5. The video enhancement method of claim 4, wherein said determining a fused illumination component corresponding to the target video frame from the plurality of illumination components of the target video frame comprises:

and performing fusion processing on the first illumination component and the second illumination component based on the first gradient and the second gradient to obtain the fusion illumination component.

6. The video enhancement method of claim 3, wherein the processing the target video frame according to the fused illumination component to generate the target enhanced image corresponding to the target video frame comprises:

determining a reflection component of the brightness channel according to the fusion illumination component and the brightness channel;

7. The video enhancement method of claim 6, wherein the processing the target video frame according to the enhanced luminance channel to generate the target enhanced image corresponding to the target video frame comprises:

acquiring a saturation channel and a chrominance channel of the target video frame;

8. The video enhancement method of claim 7 wherein said generating an RGB color image from said enhanced luma channel, said saturation channel, and said chroma channel comprises:

dividing the enhanced luminance channel into a plurality of image blocks;

and generating the RGB color image according to the updated enhanced brightness channel, the saturation channel and the chrominance channel.

9. The video enhancement method of any one of claims 1 to 8, wherein the determining, according to the target enhanced image, an enhanced image corresponding to a video frame to be processed comprises:

determining a motionless point set and a motion point set of the pixel points of the video frame to be processed relative to the target video frame;

regarding each immobile point in the immobile point set, taking the pixel value of a pixel point corresponding to the immobile point in the target enhanced image as the pixel value of the immobile point;

determining corresponding pixel points of the motion points in the target enhanced image aiming at each motion point in the motion point set, and determining pixel values of the motion points according to pixel values of a plurality of pixel points in a preset area where the corresponding pixel points are located;

and obtaining an enhanced image of the video frame to be processed according to the pixel values of all the fixed points in the fixed point set and the pixel values of all the moving points in the moving point set.

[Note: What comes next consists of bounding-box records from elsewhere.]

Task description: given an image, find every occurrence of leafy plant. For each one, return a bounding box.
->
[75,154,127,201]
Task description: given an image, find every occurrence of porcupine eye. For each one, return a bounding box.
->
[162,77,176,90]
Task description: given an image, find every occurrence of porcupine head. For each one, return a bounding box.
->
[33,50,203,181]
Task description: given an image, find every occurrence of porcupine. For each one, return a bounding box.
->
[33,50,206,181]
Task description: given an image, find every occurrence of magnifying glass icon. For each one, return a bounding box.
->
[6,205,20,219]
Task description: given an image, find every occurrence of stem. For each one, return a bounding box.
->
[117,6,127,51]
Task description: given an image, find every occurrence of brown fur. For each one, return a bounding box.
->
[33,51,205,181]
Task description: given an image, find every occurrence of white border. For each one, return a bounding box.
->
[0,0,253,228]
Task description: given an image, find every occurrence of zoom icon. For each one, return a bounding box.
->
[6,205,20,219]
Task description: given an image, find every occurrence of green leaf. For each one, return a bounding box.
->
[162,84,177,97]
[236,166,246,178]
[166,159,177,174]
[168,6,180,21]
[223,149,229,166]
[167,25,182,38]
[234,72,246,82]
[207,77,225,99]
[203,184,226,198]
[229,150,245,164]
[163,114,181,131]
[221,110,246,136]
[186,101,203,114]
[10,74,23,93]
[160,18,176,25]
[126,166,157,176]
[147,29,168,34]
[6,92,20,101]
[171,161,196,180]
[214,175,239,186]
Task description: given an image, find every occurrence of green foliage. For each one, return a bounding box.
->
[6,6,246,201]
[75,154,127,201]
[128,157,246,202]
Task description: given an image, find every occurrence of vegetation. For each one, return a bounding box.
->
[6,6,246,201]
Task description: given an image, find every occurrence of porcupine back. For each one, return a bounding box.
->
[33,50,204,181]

10. The method of claim 9, wherein the determining a set of stationary points and a set of moving points of pixels of the video frame to be processed relative to the target video frame comprises:

aiming at each pixel point in the video frame to be processed, acquiring an optical flow vector of the pixel point, and determining the motion speed of the pixel point according to the optical flow vector of the pixel point;

determining pixel points with the motion speed larger than a preset value as motion points, and determining the motion point set according to all the motion points;

and determining pixel points with the motion speed less than or equal to the preset value as immobile points, and determining the immobile point set according to all the immobile points.

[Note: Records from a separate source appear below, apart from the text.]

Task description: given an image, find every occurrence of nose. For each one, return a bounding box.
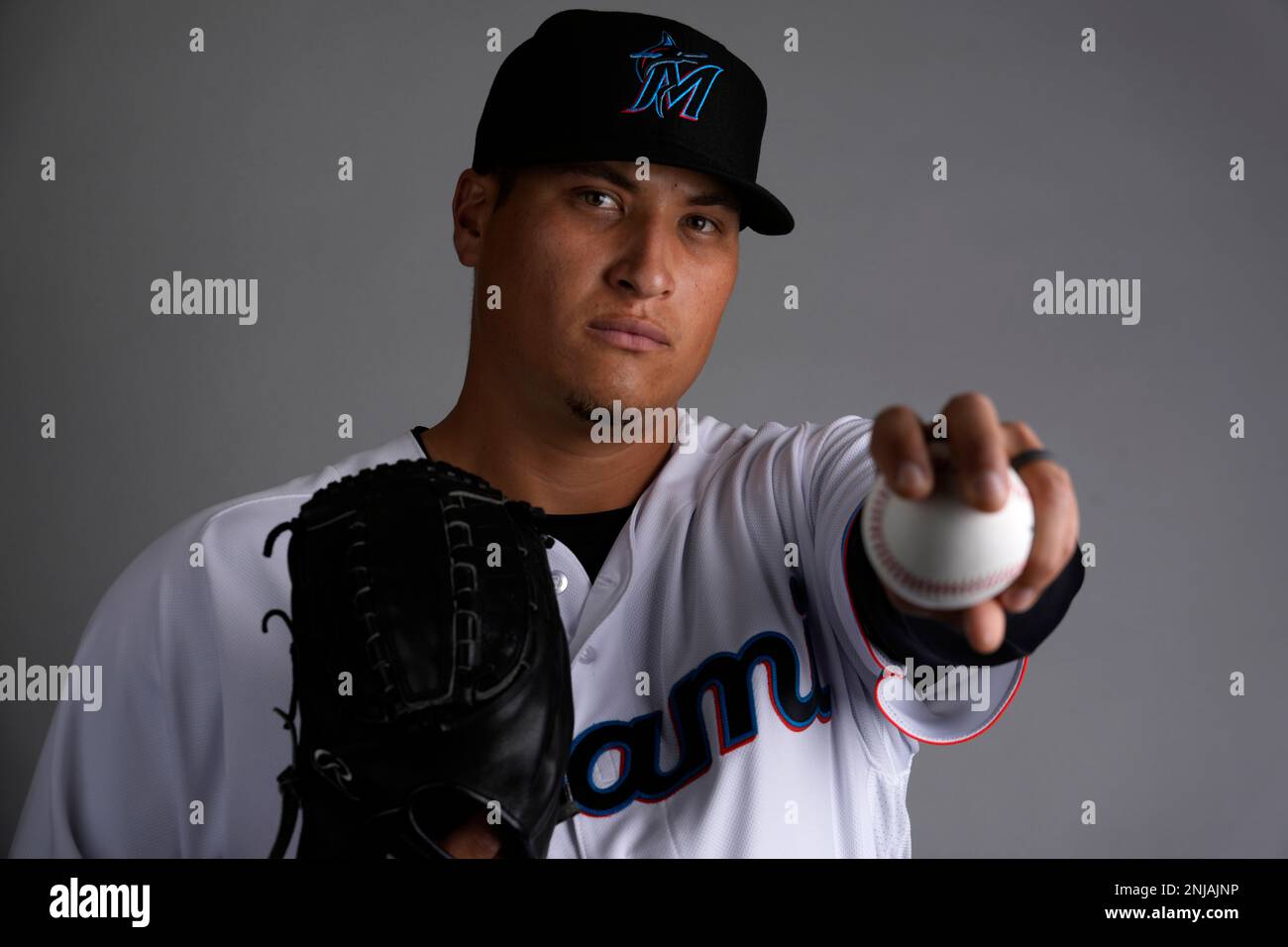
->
[610,211,679,297]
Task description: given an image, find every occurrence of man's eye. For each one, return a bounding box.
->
[690,214,720,233]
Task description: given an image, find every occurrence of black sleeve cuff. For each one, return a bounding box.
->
[845,510,1086,666]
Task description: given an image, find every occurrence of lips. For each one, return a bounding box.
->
[588,316,671,351]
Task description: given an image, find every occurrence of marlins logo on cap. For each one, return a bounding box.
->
[622,31,724,121]
[473,9,795,233]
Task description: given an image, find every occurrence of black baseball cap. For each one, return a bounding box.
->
[473,10,795,235]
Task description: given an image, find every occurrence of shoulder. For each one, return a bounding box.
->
[99,430,422,636]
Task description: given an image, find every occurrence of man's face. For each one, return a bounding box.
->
[458,161,739,419]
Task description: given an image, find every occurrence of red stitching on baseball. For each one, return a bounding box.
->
[871,480,1027,595]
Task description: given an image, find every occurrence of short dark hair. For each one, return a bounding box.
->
[474,164,523,210]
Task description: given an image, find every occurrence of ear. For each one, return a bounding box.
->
[452,167,498,266]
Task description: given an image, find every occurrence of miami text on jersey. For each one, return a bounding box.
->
[568,631,832,815]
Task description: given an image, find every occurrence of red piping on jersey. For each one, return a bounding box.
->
[841,502,1029,746]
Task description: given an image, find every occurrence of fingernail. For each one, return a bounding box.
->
[896,460,926,492]
[975,471,1006,504]
[1006,586,1038,612]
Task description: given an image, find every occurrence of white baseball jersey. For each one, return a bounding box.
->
[12,415,1022,858]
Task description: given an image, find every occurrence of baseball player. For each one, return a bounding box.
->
[13,10,1082,857]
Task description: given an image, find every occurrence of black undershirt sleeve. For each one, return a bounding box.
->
[411,425,635,583]
[845,510,1086,666]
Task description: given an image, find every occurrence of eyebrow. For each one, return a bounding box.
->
[554,161,742,214]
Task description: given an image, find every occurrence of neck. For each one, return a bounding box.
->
[420,377,670,514]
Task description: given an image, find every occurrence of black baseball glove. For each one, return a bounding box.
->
[262,460,577,858]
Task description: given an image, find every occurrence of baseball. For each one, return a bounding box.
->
[863,459,1033,611]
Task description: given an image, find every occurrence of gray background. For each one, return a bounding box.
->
[0,0,1288,857]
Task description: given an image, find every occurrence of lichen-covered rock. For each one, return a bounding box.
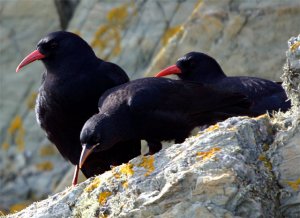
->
[269,35,300,217]
[0,0,300,216]
[9,116,279,217]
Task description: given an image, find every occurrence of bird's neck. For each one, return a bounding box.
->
[178,71,227,83]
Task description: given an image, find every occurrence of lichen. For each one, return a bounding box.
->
[204,123,220,132]
[98,191,112,205]
[197,147,221,160]
[1,141,10,151]
[7,115,23,135]
[15,126,25,152]
[122,181,128,188]
[138,155,154,176]
[35,161,53,171]
[161,25,183,45]
[39,144,57,157]
[258,154,272,171]
[287,177,300,191]
[9,201,31,213]
[84,177,101,192]
[119,163,134,176]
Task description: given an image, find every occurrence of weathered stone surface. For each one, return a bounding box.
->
[269,35,300,217]
[146,0,300,80]
[0,0,300,216]
[9,116,278,217]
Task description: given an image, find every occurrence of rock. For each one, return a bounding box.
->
[0,0,69,213]
[0,0,300,216]
[146,0,300,80]
[9,116,278,217]
[8,33,300,217]
[269,35,300,217]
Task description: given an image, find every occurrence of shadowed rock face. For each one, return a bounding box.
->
[0,0,300,215]
[6,34,300,217]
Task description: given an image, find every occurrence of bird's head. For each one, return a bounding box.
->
[79,113,122,168]
[155,52,225,82]
[16,31,95,72]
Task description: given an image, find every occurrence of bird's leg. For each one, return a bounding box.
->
[72,165,79,186]
[145,141,162,155]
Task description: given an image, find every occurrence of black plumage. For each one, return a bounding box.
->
[17,31,140,184]
[80,78,249,168]
[156,52,291,114]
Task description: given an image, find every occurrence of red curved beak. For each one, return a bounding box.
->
[16,50,45,72]
[155,65,181,77]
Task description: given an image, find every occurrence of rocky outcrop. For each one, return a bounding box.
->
[0,0,300,215]
[5,36,300,217]
[5,116,279,217]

11. The method of claim 9, wherein the determining the pixel value of the motion point according to the pixel values of the plurality of pixels in the preset region where the corresponding pixel is located comprises:

determining an average value of pixel values of the plurality of pixel points;

and taking the average value as the pixel value of the motion point.

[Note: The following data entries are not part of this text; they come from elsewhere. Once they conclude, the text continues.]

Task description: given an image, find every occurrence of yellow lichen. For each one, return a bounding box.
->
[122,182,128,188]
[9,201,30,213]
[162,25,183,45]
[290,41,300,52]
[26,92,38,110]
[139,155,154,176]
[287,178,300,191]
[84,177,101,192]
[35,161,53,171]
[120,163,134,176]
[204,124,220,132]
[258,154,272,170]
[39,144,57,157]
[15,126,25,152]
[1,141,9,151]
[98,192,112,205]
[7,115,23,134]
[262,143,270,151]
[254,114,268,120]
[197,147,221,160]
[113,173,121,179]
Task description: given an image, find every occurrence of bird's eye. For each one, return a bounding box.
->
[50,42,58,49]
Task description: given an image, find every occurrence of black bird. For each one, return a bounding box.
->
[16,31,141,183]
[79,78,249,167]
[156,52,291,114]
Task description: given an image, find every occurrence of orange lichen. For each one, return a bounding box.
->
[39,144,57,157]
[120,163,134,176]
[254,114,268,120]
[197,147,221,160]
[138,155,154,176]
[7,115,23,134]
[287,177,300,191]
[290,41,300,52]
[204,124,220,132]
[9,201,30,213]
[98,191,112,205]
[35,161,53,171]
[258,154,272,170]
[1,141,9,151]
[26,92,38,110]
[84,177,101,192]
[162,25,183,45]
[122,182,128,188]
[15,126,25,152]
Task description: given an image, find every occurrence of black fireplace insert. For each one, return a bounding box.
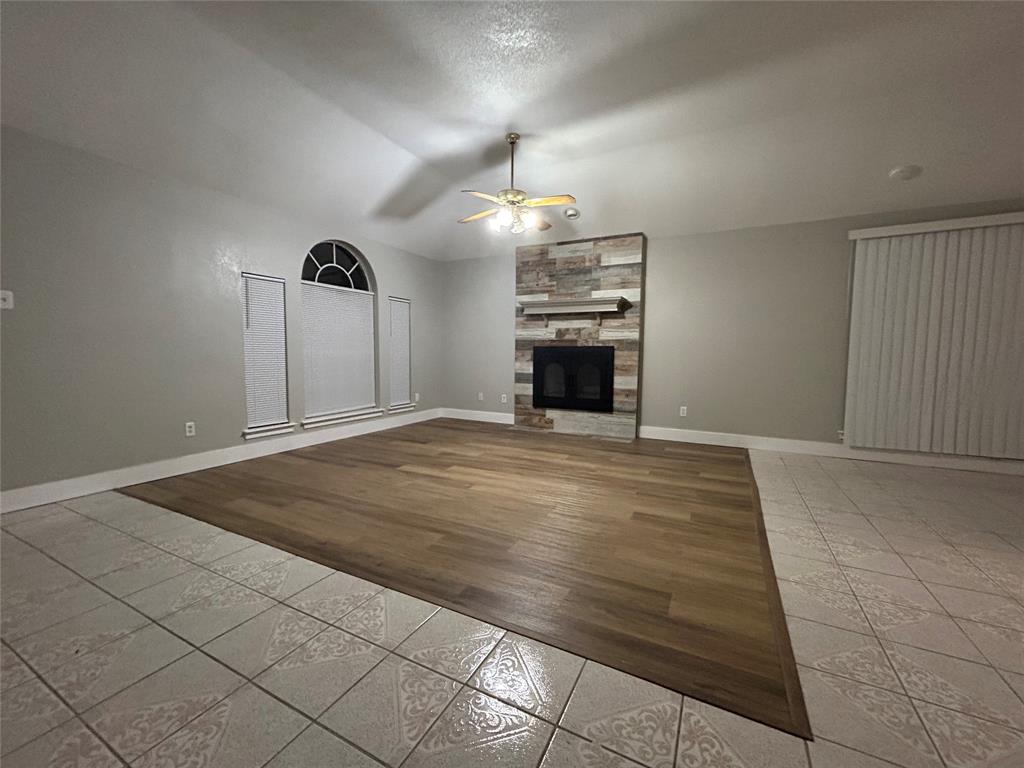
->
[534,346,615,414]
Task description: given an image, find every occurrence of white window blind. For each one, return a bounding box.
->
[845,222,1024,459]
[242,273,288,429]
[388,296,413,408]
[302,283,377,419]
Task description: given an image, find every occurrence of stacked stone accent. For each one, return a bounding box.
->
[515,234,647,438]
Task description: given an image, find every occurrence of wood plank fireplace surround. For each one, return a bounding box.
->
[515,233,647,438]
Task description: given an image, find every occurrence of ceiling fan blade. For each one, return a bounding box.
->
[523,195,575,208]
[463,189,501,203]
[459,208,498,224]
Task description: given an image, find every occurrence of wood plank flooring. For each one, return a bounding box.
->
[123,419,810,737]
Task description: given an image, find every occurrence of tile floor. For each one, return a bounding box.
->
[0,452,1024,768]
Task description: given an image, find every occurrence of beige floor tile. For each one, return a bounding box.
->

12. A video processing device comprising a memory, a processor and a computer program stored in the memory and executable on the processor, characterized in that the steps of the method according to any of claims 1 to 11 are implemented when the computer program is executed by the processor.

13. A computer-readable storage medium, in which a computer program is stored which, when being executed by a processor, carries out the steps of the method according to any one of claims 1 to 11.